|Straubathon: Magic Terror
||[Mar. 25th, 2012|10:23 am]
International Bon Vivant and Raconteur
Peter Straub's superlative 2000 collection of seven longish stories, Magic Terror, is distinguished by just how difficult it is for me to pick a favorite from the bunch. Each story is its own self-contained gem.
"Bunny is Good Bread" is a prequel of sorts to Straub's magnum opus The Throat. (An equally remarkable story, "The Ghost Village," also included here, is a prequel of sorts to The Throat, too, as well as Koko.) In "Bunny," we stand witness to Fielding Bandolier's childhood, where after his father beats his mother into a coma, Little Fee's already fragile home life deteriorates into a nightmare. His father loses his job at the St. Alwyn hotel, an institution which has appeared in numerous Straub works, all centered around the mysterious Blue Rose killer, and begins to take out his frustrations on Fee. Even Fee's daily refuge, the movie theater, has become tainted. A child molester lurks in the audience, victimizing Fee repeatedly. (As it turns out, it is the same man who molested young Tim Underhill, as we discover in The Throat, thereby linking villain and hero with the same secret shame). Those who have read The Throat know what becomes of Fee, but here we see only an inkling of what he turns into. It's a rich, masterful novella.

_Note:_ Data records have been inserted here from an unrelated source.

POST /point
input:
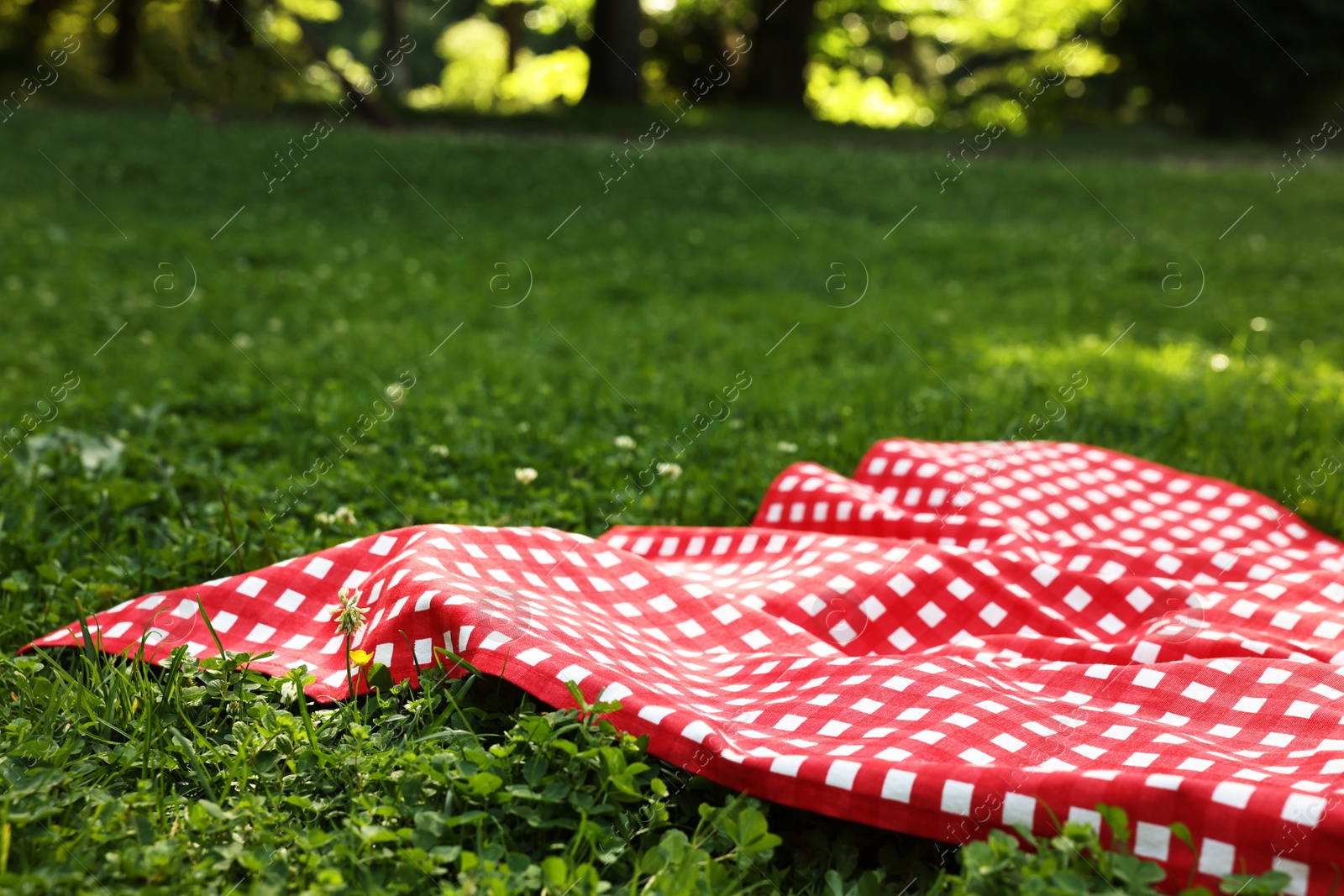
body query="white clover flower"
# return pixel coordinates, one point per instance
(343, 516)
(349, 616)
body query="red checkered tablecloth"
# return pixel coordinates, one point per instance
(961, 636)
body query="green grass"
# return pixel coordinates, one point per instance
(645, 304)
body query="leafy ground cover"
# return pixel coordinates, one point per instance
(403, 322)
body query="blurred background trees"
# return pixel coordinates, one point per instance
(1221, 67)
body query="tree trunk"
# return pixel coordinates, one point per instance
(121, 58)
(511, 19)
(394, 29)
(780, 54)
(232, 24)
(22, 53)
(615, 53)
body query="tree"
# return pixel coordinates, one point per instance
(780, 54)
(121, 55)
(1258, 67)
(613, 53)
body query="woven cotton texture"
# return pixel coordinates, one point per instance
(960, 637)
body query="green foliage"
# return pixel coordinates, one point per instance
(1273, 66)
(1074, 862)
(206, 775)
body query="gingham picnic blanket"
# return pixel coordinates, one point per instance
(958, 637)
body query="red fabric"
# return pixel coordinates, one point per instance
(958, 637)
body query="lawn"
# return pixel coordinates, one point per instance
(405, 320)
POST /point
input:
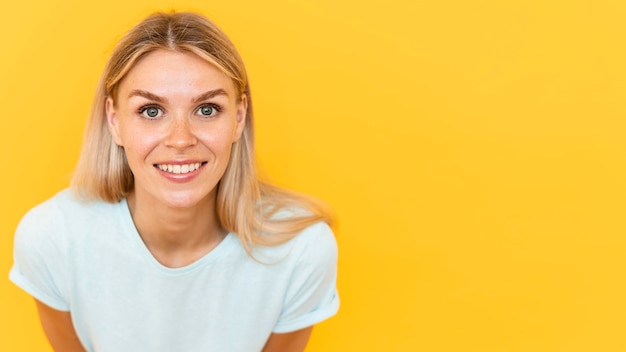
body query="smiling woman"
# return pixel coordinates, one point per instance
(168, 240)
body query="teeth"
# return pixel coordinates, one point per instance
(179, 169)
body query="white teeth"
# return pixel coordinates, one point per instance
(179, 169)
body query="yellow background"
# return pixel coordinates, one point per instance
(475, 153)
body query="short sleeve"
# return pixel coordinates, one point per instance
(39, 257)
(311, 296)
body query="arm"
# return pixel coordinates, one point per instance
(59, 329)
(294, 341)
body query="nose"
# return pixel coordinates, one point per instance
(180, 133)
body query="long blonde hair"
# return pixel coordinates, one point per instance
(245, 205)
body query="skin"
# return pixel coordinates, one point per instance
(173, 108)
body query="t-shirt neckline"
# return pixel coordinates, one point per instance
(222, 248)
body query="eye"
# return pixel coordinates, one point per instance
(208, 110)
(150, 111)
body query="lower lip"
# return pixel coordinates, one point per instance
(180, 178)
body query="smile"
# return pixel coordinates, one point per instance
(179, 169)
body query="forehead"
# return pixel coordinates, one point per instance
(166, 72)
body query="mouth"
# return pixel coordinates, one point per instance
(179, 169)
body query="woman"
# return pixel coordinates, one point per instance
(167, 240)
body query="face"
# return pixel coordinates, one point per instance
(177, 117)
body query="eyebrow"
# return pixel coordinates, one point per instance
(150, 96)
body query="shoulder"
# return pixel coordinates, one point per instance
(61, 215)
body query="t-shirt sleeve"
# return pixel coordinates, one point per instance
(311, 296)
(39, 256)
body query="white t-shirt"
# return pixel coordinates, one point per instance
(88, 258)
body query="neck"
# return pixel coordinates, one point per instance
(176, 236)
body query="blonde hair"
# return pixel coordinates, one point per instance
(245, 205)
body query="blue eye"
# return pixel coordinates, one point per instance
(150, 112)
(208, 110)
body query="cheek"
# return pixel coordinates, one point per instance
(138, 145)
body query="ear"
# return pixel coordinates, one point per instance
(112, 121)
(241, 117)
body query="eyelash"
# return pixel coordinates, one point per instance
(142, 110)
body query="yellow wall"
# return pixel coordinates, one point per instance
(475, 153)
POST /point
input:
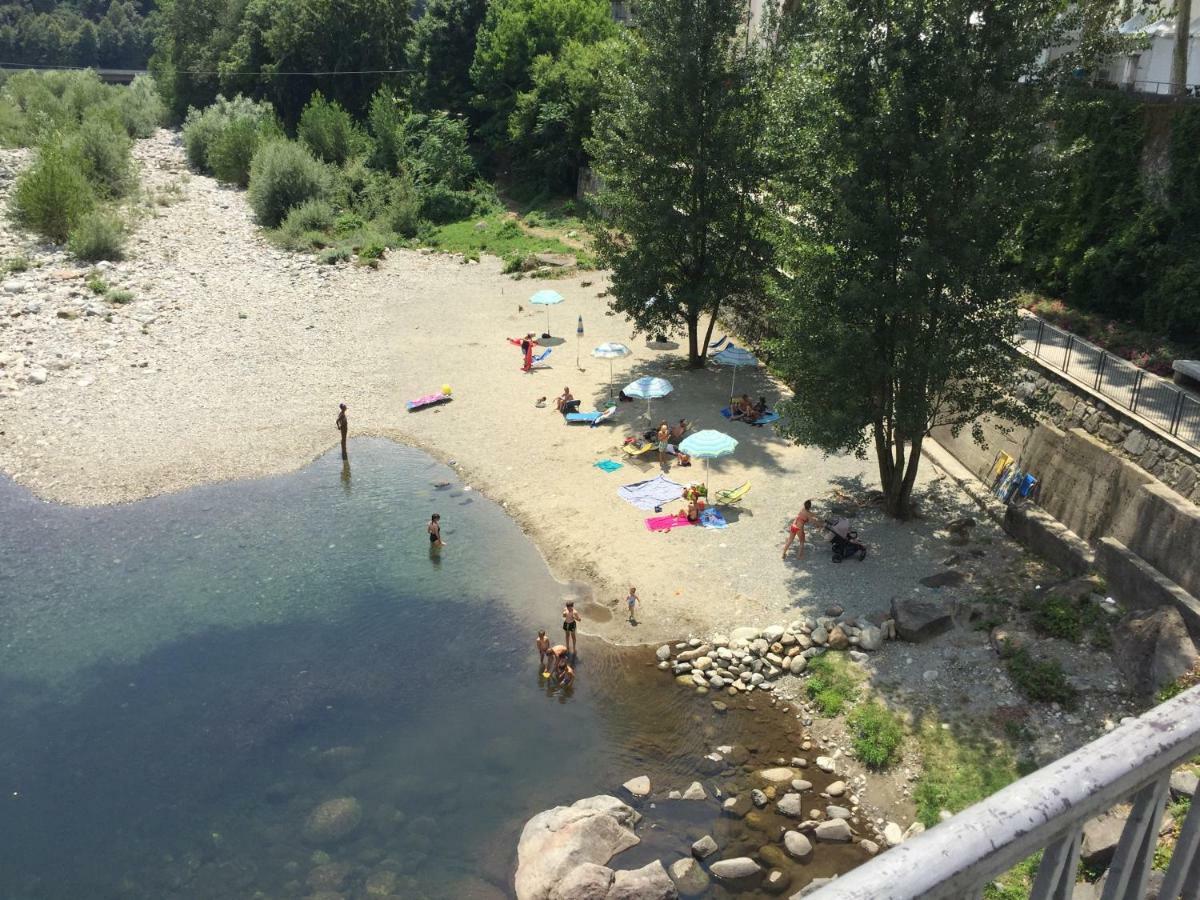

"Porkpie Hat," in its 63 pages, has all the complexity of character and story you'd expect to find in a full-length novel. (It also shares some of the familial themes of Straub's Mr. X, I noticed.) Here, the narrator interviews a jazz legend, known only as "Hat," about a Halloween night from the musician's childhood where he witnessed events that have haunted him to the end of his days. Venturing into the woods with a friend in search of supernatural thrills, what they find is all-too-human foibles and tragedy, served with a healthy dollop of ambiguity. It's a stunning work.
But you can't talk about Magic Terror without talking about "Mr. Clubb and Mr. Cuff," the award-winning novella that closes out the collection. Darkly humorous in its juxtaposition of polite high society with gruesome torture, Straub has turned this story's narrator into a strange sort of doppelganger of the narrator of Melville's story "Bartleby the Scrivener." Here, instead of the two employees Nipper and Turkey, we get the amusingly nicknamed Gilligan and the Skipper; and instead of a new employee who would "prefer not to," we find two new employees, Mr. Clubb and Mr. Cuff, magnificent brutes by trade, who enjoy nothing more than plying said trade. In this instance, their job is to treat the narrator's wife and her lover to a lesson they won't soon forget. Of course, things get out of hand, and it's all related in the most polite of terms over breakfast the next morning. "Ah Bartleby! Ah humanity!"
Whether you're a longtime fan of Straub's or new to the scene, Magic Terror is not to be missed. It's the work of an author unquestionably at the top of his game.